The sites at Short Street Car Park and Southend Airport are being shut as part of what the city’s health boss described as a “managed approach”.

But he said that plans are being made to ensure health officials can respond quickly to any new variant, with a skeleton test and trace service being maintained which would be able to rapidly upscale if needed.

Speaking to the health and wellbeing board on Monday, director of public health Krishna Ramkhelawon said: “As a minimum we need to maintain a level of outbreak management nationally and locally to ensure that we are able to respond to any potential risk of any new variant which could be more challenging.

“The programme nationally is going to move away from test and trace.

"It’s going to focus very much on waste water management, which is the best form of surveillance we have alongside maintaining the level of border control that will support us if we should be able to able to identify any potential new strain that may enter the country.”

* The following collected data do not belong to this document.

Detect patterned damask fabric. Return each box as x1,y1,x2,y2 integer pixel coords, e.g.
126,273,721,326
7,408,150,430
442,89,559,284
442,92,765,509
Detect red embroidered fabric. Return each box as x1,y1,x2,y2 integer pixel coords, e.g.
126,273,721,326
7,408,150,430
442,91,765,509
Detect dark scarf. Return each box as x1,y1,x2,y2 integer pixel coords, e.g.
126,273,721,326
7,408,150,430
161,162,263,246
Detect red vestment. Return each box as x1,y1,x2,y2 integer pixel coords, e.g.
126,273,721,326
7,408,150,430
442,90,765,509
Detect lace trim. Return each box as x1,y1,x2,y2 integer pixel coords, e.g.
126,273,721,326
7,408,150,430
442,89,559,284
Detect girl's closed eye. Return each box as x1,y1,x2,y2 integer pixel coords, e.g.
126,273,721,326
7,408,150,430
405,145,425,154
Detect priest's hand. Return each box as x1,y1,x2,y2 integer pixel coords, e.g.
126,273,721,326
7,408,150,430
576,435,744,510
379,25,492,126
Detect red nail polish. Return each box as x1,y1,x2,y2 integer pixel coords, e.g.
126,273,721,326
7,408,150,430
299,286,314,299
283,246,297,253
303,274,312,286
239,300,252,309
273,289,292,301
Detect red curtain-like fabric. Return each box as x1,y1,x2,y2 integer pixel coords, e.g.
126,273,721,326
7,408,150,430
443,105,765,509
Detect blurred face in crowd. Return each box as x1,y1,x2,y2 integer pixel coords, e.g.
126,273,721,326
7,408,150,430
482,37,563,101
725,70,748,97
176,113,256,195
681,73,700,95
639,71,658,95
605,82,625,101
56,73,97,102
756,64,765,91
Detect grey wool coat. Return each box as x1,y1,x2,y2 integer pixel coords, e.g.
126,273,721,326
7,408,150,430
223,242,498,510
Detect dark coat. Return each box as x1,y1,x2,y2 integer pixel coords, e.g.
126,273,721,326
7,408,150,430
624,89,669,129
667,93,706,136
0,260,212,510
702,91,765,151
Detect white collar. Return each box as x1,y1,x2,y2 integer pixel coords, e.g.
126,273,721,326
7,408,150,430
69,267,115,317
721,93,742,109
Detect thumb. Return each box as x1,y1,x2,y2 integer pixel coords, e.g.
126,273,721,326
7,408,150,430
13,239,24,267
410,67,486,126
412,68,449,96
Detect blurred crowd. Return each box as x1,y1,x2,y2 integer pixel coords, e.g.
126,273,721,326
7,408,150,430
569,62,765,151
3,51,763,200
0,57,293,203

He added: “If we do need to deploy a mobile testing unit given that all fixed units will be removed by the end of this month, we will be able to do so within 24 hours.”

The move follows the closure of the council’s other sites at Hamlet Court Road Car Park, Elm Road Car Park, University Square, Twenty One, Shoebury Youth Centre, and St Aidans Church.

Staff at the the testing centres are employed by the NHS rather than Southend Council, and will either be redeployed or made redundant.

The waste water testing programme is run on a national basis and will not be led by the council.

Mr Ramkhelawon said that the number of cases in Southend had fallen to just below 400 per 100,000.

He added: “As part of this approach we are now receiving regular updates on waste water management from over 300 plants in the country which are being managed under a programme that started just under two years ago and we have been improving that.”

Mr Ramkhelawon said there was no sign the variant was evading the vaccination programme but he said the vulnerable and elderly would require another booster to ensure their protection, and the protection of care homes would remain a priority.